Other beneficiaries will include the handset makers, something that should be music to Apple’s ears. The company is no doubt looking to offset the struggles that it faces in China by entering a massive upgrade cycle over the next few years as it unveils 5G-ready devices. Qualcomm and Intel are also poised to do well since their chips will power the modems that will make wireless 5G a reality.

 *Video games are the new social media. At over 2.3 billion, Facebook has by far more users than any social media platform worldwide (Twitter, by comparison, has about 325 million). That’s why, despite its increasingly tattered reputation, Facebook continues to be popular with advertisers in search of eyeballs.

At the same time, Facebook has a problem with young people, with only about half of all high-school aged kids being active on the platform. If young people are not using Facebook now, what makes anyone believe that they’ll log on when they get older? They most likely won't, and a big reason why is video games.

Thanks partly to the rousing success of “Fortnite,” Amazon-owned Twitch and other platforms like it are creating communities that young people prize far more than Facebook, whether they are watching their favorite gamers or facing off with their friends or with others across the globe. These types of immersive experiences dwarf anything Facebook offers this group, calling into question whether the company can sustain its advertising prowess in the years to come as the younger generation becomes a highly sought-after consumer demographic.

Underscoring this dynamic is Netflix, which said in its most recent shareholder letter that it competes more with “Fortnite” than it does HBO. Skeptics will scoff at that, pointing out (correctly) even the biggest phenomenon fade at some point. However, the next huge game is just around the corner, and when it arrives, Netflix, along with social media, will have to worry about it cannibalizing users too.

All this is good news for gaming companies, including Tencent, whose subsidiary, Epic Games, published “Fortnite,” Electronic Arts and Activision.

*Autonomous driving and artificial intelligence. The future of transportation will branch in two directions. One is the Waymo approach, which essentially seeks to remove human drivers from the equation, leaving us with almost an AI-powered Uber alternative. The other is exemplified by Tesla, which is infusing manned vehicles with a series of innovative autonomous features.

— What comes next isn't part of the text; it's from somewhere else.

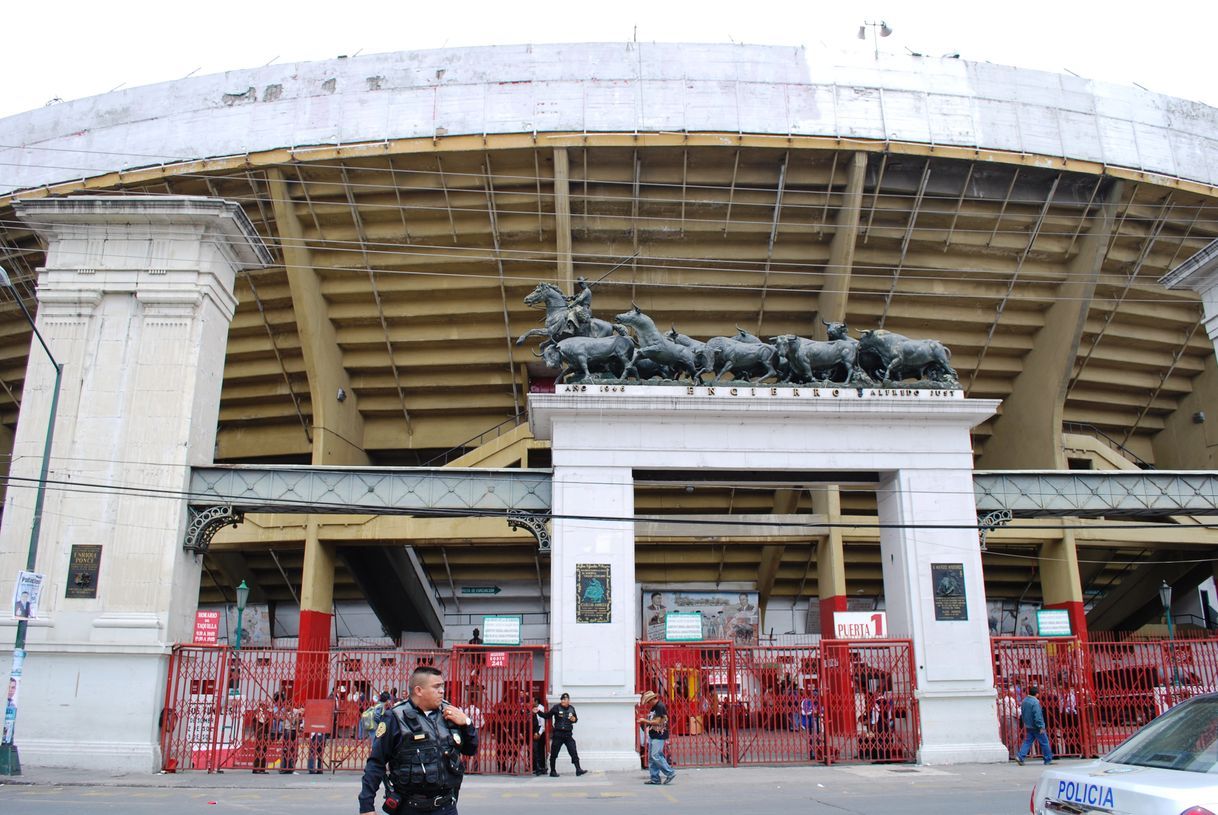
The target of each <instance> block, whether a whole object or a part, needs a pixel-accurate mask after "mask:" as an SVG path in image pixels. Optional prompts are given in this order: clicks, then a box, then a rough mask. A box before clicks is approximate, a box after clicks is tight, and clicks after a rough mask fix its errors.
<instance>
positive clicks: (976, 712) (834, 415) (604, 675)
mask: <svg viewBox="0 0 1218 815" xmlns="http://www.w3.org/2000/svg"><path fill="white" fill-rule="evenodd" d="M996 407H998V403H996V402H994V401H989V400H966V398H965V397H963V393H962V392H961V391H935V390H912V389H910V390H898V389H892V390H861V391H860V390H855V389H810V387H799V389H792V387H771V386H749V385H743V386H736V387H732V386H726V387H723V386H721V387H705V386H632V385H560V386H559V387H558V391H557V392H555V393H553V395H540V393H533V395H531V396H530V423H531V426H532V430H533V434H535V435H536V436H537V437H538V439H548V440H551V443H552V446H553V467H554V515H555V518H554V521H553V530H552V531H553V553H552V558H553V560H552V566H551V603H552V605H551V638H552V642H551V644H552V648H553V665H552V674H551V676H552V688H551V694H552V696H553V697H554V698H557V696H558V694H559V693H561V692H568V693H570V694H571V699H572V703H575V704H576V707H577V708H579V710H580V714H581V722H580V725H577V726H576V730H577V732H576V737H577V739H579V743H580V752H581V757H582V755H587V759H586V761H587V765H588V766H592V767H597V769H611V767H620V769H628V767H637V766H638V758H637V754H636V753H635V738H636V737H635V732H636V730H635V716H633V709H635V704H636V702H637V696H636V693H635V640H636V632H637V630H638V620H637V619H636V616H637V614H638V603H639V598H638V597H636V592H637V586H636V584H635V534H633V525H632V523H631V521H630V520H628V519H630V518H631V517H632V515H633V471H635V470H637V469H646V470H660V471H664V470H667V471H671V473H674V478H675V479H678V478H680V475H678V474H680V473H681V471H697V473H698V474H700V475H703V476H705V475H708V474H713V473H714V470H722V471H723V481H725V482H731V481H732V479H733V475H732V473H739V471H744V470H767V471H773V473H783V474H786V475H787V476H789V478H790V479H792V482H799V481H800V479H801V478H806V479H808V480H810V481H817V482H832V480H831V479H832V478H833V475H832V474H837V478H838V479H839V480H843V481H864V482H866V481H870V482H878V493H879V518H878V520H879V523H881V524H889V525H893V526H892V527H890V529H884V531H883V532H882V538H881V552H882V557H883V562H884V566H883V568H884V594H885V601H887V608H888V619H889V627H890V629H892V635H893V636H894V637H909V638H911V640H912V641H914V652H915V658H916V663H917V666H916V671H917V688H918V690H917V693H918V704H920V713H921V721H922V744H921V749H920V752H918V760H920V761H922V763H924V764H951V763H961V761H1006V760H1007V752H1006V748H1005V747H1004V746H1002V743H1001V742H1000V741H999V735H998V718H996V714H995V698H994V682H993V670H991V666H990V657H989V638H988V636H989V629H988V621H987V614H985V592H984V585H983V580H982V565H980V553H979V548H978V541H977V532H976V530H974V529H970V526H972V525H974V524H976V521H977V514H976V503H974V497H973V489H972V446H971V437H970V430H971V429H972V428H973V426H976V425H977V424H979V423H980V422H983V420H985V419H987V418H988V417H990V415H991V414H993V413H994V411H995V409H996ZM801 474H803V476H801ZM619 519H620V520H619ZM581 564H605V565H608V566H609V570H610V575H611V605H610V612H611V618H610V620H609V621H607V623H581V621H579V620H577V619H576V591H577V582H576V574H577V568H579V566H580V565H581ZM943 565H948V566H950V568H951V569H950V571H951V573H952V574H959V575H960V576H961V577H962V580H963V585H962V586H961V587H960V591H961V597H960V598H959V599H960V602H959V603H955V607H956V608H955V609H954V612H952V613H951V616H954V618H957V619H950V620H944V619H937V614H935V608H937V605H935V597H934V586H933V584H932V574H942V566H943ZM933 566H935V568H937V569H938V571H935V570H933ZM942 610H943V603H940V616H942ZM959 618H963V619H959Z"/></svg>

Each will be here quicker than most realize. One of the reasons is that advances in artificial intelligence are driven, in part, by the availability of more data, so with each new Tesla or Waymo test vehicle that hits the road, semi-autonomous and autonomous capabilities grow exponentially. This is especially true for Tesla’s systems, thanks to the company delivering almost as many cars last year as all previous years combined.

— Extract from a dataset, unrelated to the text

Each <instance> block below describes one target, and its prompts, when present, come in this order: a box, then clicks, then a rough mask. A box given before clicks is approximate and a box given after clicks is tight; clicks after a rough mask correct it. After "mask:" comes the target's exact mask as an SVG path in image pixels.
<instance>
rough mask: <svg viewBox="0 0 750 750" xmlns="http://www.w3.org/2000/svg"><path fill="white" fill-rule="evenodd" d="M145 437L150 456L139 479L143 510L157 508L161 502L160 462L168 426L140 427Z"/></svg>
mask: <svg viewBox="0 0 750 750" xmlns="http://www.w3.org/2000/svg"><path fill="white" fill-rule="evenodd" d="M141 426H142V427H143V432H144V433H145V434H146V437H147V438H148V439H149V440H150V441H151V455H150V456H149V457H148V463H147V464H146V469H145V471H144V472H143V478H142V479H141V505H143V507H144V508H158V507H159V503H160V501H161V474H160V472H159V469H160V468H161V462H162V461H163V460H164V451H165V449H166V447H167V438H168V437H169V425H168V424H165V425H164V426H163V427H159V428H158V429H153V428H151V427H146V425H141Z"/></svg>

AI-enabled transportation is yet another area where investors have an excellent opportunity to back chip makers Nvidia and Intel, whose valuations in recent months have become far more reasonable due to trade-related issues that will likely dissipate going forward.

As we move to the next level of internet, entertainment and transportation, there will be huge opportunities for the companies that are best positioned to take advantage of the new technology trends. Investors should take notice.

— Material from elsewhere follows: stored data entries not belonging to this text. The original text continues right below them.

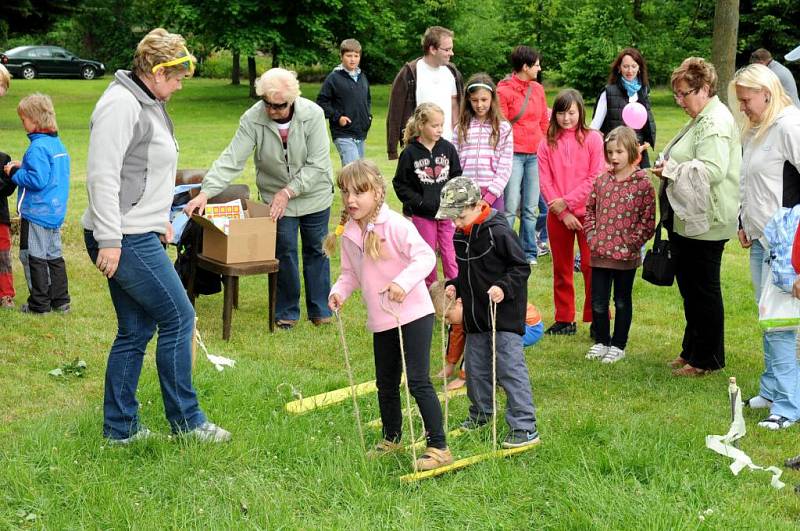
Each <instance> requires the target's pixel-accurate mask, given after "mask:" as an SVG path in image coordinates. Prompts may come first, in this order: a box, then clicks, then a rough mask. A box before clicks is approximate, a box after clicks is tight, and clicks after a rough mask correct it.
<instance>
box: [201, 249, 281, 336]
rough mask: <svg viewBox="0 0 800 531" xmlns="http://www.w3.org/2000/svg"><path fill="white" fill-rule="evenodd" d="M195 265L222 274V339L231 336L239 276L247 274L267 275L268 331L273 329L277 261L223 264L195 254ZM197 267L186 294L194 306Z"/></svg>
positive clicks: (277, 281) (206, 270)
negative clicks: (241, 263)
mask: <svg viewBox="0 0 800 531" xmlns="http://www.w3.org/2000/svg"><path fill="white" fill-rule="evenodd" d="M196 267H202V268H203V269H205V270H206V271H211V272H212V273H216V274H218V275H222V290H223V303H222V339H224V340H226V341H228V340H229V339H230V338H231V318H232V317H233V309H234V308H239V277H245V276H249V275H263V274H266V275H267V278H268V280H267V284H268V288H267V291H268V293H269V295H268V296H269V331H270V332H273V331H274V330H275V292H276V290H277V288H278V261H277V260H265V261H263V262H246V263H242V264H224V263H222V262H219V261H217V260H214V259H213V258H209V257H207V256H203V255H202V254H199V255H197V264H196ZM196 271H197V269H196V268H195V269H193V270H192V273H191V275H192V278H191V281H190V282H189V286H190V287H189V289H188V290H187V294H188V295H189V300H190V301H191V302H192V306H194V299H195V295H194V290H193V289H192V287H193V286H194V275H195V274H196Z"/></svg>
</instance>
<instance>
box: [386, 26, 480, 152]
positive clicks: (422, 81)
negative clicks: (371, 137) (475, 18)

Ross Gerber is CEO and president of Santa Monica, Calif-based Gerber Kawasaki Inc., a SEC-registered investment advisor with approximately $830 million in assets under management as of 9/30/18. Gerber Kawasaki clients, firm and employees own positions in Tesla, Google, Tencent Activision, Intel, Qualcomm, Verizon, EA, Nvidia, Intel, Crown Castle and Apple. Please seek guidance from an investment advisor before making any investment. All investments involve risk.